The last time the Chiefs met the Broncos, Denver utilized a lot of inside zone; Lindsay was able to cut back against defensive ends who had lost contain. This time around, the Chiefs are a little bit healthier at the position, so we may see more pin-and-pull runs to counter Steve Spagnuolo’s adjustments.
That said, the Chiefs could still find success through their penetrative defensive linemen. Chris Jones and Tershawn Wharton have both shown the ability to regularly get behind the line of scrimmage. If there’s are missed downblocks on the front side of plays, that could result in some tackles for loss. With his quick play identification skills, Derrick Nnadi could also find himself making an impact as a front side defender; he could get himself upfield against a single blocker and impede some of the pulling lanes for the Broncos’ offensive linemen.
The bottom line
The Broncos offense has dynamic receiving weapons, good running backs and a creative offensive coordinator. They’re perfectly capable of lining up and stacking points if the Chiefs defense can’t get a consistent pass rush — or keep proper run fits.
I fully expect Spagnuolo to bring ample pressure early in this game — much like he did against the Tampa Bay Buccaneers. While Lock is a more-mobile quarterback who can slip out of the pocket to avoid the rush, the Chiefs defensive line should be able to hold rush lanes against an offensive line that is worse than the one they just played. Lock has also struggled with some blitz pickups — as has Denver’s rookie center — and it could lead to some prime chances for game-altering sacks and pressures.

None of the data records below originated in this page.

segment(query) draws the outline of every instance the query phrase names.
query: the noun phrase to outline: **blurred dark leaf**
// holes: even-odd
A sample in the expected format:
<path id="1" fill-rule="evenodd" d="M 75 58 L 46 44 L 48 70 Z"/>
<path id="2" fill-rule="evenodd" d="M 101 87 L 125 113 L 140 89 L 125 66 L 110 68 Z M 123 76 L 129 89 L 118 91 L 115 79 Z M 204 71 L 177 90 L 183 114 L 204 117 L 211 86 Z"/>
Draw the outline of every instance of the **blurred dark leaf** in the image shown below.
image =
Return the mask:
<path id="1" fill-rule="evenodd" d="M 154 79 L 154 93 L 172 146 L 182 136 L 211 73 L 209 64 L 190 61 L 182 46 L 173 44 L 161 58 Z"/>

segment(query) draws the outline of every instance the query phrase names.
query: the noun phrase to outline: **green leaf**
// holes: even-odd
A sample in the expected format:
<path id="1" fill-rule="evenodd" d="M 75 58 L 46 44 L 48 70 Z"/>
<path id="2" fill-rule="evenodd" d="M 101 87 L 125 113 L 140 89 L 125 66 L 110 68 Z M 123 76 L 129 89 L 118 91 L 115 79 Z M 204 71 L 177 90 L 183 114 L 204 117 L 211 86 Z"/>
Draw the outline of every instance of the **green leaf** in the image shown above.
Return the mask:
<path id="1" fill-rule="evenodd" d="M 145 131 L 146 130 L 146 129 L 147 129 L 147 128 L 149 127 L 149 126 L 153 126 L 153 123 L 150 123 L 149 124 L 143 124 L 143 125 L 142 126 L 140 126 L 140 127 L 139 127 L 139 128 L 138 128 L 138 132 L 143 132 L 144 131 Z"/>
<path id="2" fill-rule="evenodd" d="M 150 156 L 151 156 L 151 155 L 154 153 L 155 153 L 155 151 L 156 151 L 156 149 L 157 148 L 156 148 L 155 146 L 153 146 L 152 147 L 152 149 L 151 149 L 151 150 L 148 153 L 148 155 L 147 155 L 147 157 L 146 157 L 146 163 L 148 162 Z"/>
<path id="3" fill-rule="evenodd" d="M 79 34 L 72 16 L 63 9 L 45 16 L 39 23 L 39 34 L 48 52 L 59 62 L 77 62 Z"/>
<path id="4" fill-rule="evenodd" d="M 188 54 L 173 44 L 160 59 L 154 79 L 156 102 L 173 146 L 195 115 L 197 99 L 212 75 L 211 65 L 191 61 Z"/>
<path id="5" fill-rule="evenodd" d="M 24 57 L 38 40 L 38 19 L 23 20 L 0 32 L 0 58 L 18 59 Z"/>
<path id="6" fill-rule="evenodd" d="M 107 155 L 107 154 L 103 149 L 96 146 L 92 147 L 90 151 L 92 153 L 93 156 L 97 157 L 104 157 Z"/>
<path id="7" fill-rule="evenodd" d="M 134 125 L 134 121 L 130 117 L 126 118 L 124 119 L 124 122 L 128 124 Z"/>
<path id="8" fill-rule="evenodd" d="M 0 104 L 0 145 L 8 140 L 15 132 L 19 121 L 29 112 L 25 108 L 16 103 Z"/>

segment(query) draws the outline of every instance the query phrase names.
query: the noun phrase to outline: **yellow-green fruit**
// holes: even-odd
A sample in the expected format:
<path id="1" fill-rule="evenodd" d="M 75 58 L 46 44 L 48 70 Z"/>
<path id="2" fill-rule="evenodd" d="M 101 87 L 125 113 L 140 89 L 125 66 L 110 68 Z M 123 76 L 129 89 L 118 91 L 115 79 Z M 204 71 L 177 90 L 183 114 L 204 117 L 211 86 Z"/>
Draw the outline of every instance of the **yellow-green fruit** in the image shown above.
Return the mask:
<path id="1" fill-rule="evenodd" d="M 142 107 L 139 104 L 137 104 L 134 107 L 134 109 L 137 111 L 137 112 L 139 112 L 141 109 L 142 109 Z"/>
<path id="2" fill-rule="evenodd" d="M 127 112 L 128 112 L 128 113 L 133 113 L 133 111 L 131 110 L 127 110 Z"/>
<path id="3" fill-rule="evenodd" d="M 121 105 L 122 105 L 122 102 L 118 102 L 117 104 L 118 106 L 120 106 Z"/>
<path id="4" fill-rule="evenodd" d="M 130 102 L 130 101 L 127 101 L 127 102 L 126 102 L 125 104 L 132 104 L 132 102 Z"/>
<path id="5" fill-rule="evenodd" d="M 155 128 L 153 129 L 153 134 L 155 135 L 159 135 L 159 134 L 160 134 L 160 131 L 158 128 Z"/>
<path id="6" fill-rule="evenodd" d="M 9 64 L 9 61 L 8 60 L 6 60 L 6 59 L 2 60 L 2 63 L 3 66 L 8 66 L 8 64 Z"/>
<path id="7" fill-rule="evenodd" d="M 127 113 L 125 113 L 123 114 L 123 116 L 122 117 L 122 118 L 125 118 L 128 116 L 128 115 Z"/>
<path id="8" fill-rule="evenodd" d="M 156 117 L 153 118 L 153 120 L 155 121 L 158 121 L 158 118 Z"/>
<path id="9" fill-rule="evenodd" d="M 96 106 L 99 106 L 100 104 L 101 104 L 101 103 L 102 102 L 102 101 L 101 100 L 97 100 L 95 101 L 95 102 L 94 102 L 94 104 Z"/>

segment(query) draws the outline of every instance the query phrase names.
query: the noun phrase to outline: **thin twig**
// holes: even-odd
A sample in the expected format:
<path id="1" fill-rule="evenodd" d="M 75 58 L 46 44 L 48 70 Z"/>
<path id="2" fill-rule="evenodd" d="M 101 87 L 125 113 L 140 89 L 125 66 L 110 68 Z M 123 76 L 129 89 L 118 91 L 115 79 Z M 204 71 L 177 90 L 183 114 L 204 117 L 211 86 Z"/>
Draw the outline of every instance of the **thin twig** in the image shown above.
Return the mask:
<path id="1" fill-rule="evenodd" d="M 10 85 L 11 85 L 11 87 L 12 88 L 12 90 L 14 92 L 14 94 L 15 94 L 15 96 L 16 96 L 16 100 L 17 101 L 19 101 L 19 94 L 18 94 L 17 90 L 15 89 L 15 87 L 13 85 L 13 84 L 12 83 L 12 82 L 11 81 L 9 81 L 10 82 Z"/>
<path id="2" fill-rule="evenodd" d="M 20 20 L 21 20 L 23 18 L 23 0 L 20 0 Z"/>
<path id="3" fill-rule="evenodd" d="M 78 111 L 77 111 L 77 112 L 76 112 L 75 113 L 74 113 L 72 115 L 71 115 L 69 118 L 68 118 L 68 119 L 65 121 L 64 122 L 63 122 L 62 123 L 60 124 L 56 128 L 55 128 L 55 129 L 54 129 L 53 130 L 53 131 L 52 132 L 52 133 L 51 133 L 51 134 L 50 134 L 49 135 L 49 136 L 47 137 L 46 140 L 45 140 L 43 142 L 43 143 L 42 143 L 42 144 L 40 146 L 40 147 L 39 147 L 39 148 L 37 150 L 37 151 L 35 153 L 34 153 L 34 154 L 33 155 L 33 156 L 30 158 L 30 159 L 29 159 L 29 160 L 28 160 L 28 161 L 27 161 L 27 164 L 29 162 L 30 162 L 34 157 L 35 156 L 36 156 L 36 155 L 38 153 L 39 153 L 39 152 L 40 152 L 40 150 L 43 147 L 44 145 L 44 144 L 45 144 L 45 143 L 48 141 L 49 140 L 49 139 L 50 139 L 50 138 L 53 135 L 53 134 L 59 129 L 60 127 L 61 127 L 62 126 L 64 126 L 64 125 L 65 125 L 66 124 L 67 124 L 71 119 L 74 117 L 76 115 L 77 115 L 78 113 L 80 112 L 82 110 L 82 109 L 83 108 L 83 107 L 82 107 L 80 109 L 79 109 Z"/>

The Broncos could still find some explosive plays — particularly through Lindsay, Gordon and Fant. In the middle of the field, all three are matchup problems for the Chiefs. Another week with poor tackling from the defense could make difference between a fourth-quarter Chad Henne appearance and Patrick Mahomes going the distance.
If this is a close game, Denver’s running game could also be a factor. Lindsay and Gordon have repeatedly put up chunk yardage against the Chiefs; there’s little reason to assume that they won’t be able to do it again. While the defensive run fits have been better in 2020, they’ve still not been good enough to consistently come up with stops against a dynamic backfield like Denver’s.
This game falls at the feet of Drew Lock. Turnovers were a big part of the prior matchup; his second-quarter pick-six was when Chiefs started running away with the game. It came on a late throw after an Anthony Hitchens pressure — something that’s becoming more and more common among the quarterbacks the Chiefs have played this year. If Lock can take care of the ball, his running game and weapons are good enough to keep the Broncos in this game — at least for a little while.
That said, I expect Spagnuolo to have the blitz dialed up, forcing Lock to make good decisions for 60 minutes. Under that much pressure, it’s hard to do; even Tom Brady struggles with it. I think Lock will be under a constant barrage, leading to multiple sacks and a turnover or two. That should be all the Chiefs defense needs to help the offense topple a division opponent.